We home school. Why? Because we are afraid to send our kids into the big bad world of public schools? Because we think they'll get a better education at home? Because we are crazy?
Well, actually, no. You see, I always thought I'd home school my children. Even before I had kids, this was the plan I hatched in my head. I would birth them and school them and we would all live happily ever after. The only problem with that was, it was my plan. My husband was on board but I think I had just assumed that God was on board, too.
Then I had children. They came out with all sorts of different personalities, talents, weaknesses and strengths. Kids are fun like that. All of a sudden, it dawned on me that maybe there is no one size fits all, God approved education for every child. Imagine that. Maybe, just maybe, we should pray about what God would have us to do to.
So we prayed. And we keep praying. I pray daily that God would make it abundantly clear what he wants us to do with these children that he's loaned us to raise. I cannot find any verses in the Bible bashing public schools, or private schools, or verses that say as long as you live in a "good" school district then it's ok to send the kids. I've heard sermons that disagree with me. I've read a lot of books that disagree with me. They say there is a Biblical mandate for homeschooling. I have trouble believing that. I know what side the statistics are on but I also know wonderful, Godly kids who graduate from the public school system. I also know home school graduates who have walked far away from their parents' faith. I have learned that there is no right answer. I just know that God has told us to keep Maggie home for the past year and a half. I don't know yet what he will tell us to do for next school year or the years after that.
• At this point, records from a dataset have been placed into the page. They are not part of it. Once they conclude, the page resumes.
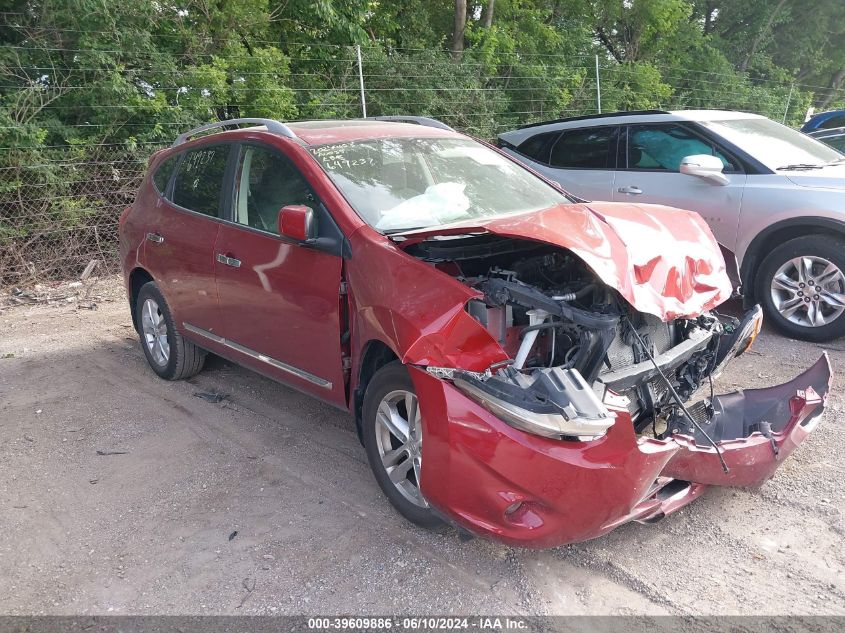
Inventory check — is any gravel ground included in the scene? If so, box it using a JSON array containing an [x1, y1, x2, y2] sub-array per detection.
[[0, 279, 845, 615]]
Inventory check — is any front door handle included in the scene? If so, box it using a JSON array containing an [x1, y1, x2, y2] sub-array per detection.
[[616, 185, 643, 196], [217, 253, 241, 268]]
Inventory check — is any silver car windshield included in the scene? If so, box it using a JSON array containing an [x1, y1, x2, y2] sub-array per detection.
[[700, 119, 842, 169], [311, 138, 569, 233]]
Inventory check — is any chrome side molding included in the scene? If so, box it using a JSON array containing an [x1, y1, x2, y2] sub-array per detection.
[[182, 321, 332, 389]]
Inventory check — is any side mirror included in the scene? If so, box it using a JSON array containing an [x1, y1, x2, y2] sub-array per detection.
[[681, 154, 730, 185], [279, 204, 317, 242]]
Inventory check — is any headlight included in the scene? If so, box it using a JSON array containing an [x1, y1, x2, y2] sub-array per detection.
[[713, 305, 763, 378], [453, 368, 616, 440]]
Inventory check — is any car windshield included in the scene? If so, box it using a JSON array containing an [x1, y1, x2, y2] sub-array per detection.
[[311, 138, 568, 233], [701, 119, 842, 169]]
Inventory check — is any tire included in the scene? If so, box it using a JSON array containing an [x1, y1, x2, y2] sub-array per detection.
[[362, 361, 444, 530], [135, 281, 206, 380], [754, 235, 845, 342]]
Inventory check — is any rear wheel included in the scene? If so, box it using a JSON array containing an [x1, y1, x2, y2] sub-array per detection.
[[135, 281, 206, 380], [362, 361, 443, 529], [755, 235, 845, 341]]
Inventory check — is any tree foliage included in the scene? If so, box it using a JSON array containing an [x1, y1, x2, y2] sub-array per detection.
[[0, 0, 845, 278]]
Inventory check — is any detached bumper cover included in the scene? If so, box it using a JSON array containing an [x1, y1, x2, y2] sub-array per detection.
[[411, 355, 831, 547], [663, 354, 831, 486]]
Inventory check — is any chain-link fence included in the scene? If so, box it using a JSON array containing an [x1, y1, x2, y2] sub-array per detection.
[[0, 47, 845, 288]]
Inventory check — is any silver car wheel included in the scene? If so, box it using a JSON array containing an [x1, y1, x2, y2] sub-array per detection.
[[376, 389, 428, 508], [771, 256, 845, 327], [141, 299, 170, 367]]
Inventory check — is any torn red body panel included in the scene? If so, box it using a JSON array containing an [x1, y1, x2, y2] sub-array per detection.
[[392, 202, 733, 320], [411, 355, 830, 548]]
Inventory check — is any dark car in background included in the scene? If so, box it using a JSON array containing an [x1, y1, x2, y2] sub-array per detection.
[[801, 110, 845, 154]]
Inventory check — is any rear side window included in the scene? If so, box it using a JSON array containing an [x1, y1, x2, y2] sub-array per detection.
[[173, 145, 230, 217], [549, 127, 617, 169], [516, 132, 560, 165], [153, 156, 179, 195], [819, 114, 845, 130]]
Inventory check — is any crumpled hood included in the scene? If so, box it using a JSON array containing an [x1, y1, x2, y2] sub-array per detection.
[[402, 202, 733, 320]]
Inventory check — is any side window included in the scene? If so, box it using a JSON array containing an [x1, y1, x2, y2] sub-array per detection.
[[173, 145, 231, 217], [819, 114, 845, 130], [153, 155, 179, 195], [234, 145, 315, 235], [516, 132, 560, 164], [628, 124, 735, 172], [549, 127, 617, 169]]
I have enjoyed having her home and learning with her. It's given us precious time together. Time that we needed to bond. She was the oldest of 4 children born in 5 years and her needs tended to get put behind the younger children. I am thankful that we've had this chance to connect. That's not to say that I don't have days where I really think it would be nice to have one less thing on my plate and a little more free time for me. That's also not to say that the other children won't be marching off to kindergarten at the local public school. I don't know what He has planned for them just yet.
I take my job as her educator seriously. I had her tested in Oct. by a first grade teacher and she will be tested in April again, just to make sure she's on grade level. We use amazing curriculum. I know she's getting plenty of time with her peers and she's not sheltered. I also make sure she is meeting SPS's instructional goals here. God's blessed me with a wonderful mentor and an amazing support group of fellow homeschooling families. All of whom I know would understand completely if we told them that God was leading us in another direction in the future.
Here's my point. I really do have a reason for sharing my heart on this issue. I think there is a great divide in Christian social circles when it comes to educational choices. Home school groups tend to be a petri dish for legalism (quote from Mark Driscoll, love him!). Public and private school parents feel judged from some homeschoolers. Homeschoolers feel judged by some public and private school families. I've personally gotten a lot of negative comments, many from close friends and family members. I'm sure you all have, too. All the judging makes us put up walls of defense and then it becomes an awkward subject. Here's the deal, I fully support you and your family's decision, whatever that might be.
This is probably the last heavy post I ever write. At least I hope it is. I like to keep things lighter around here.
It's 5:00am and I should probably go to bed.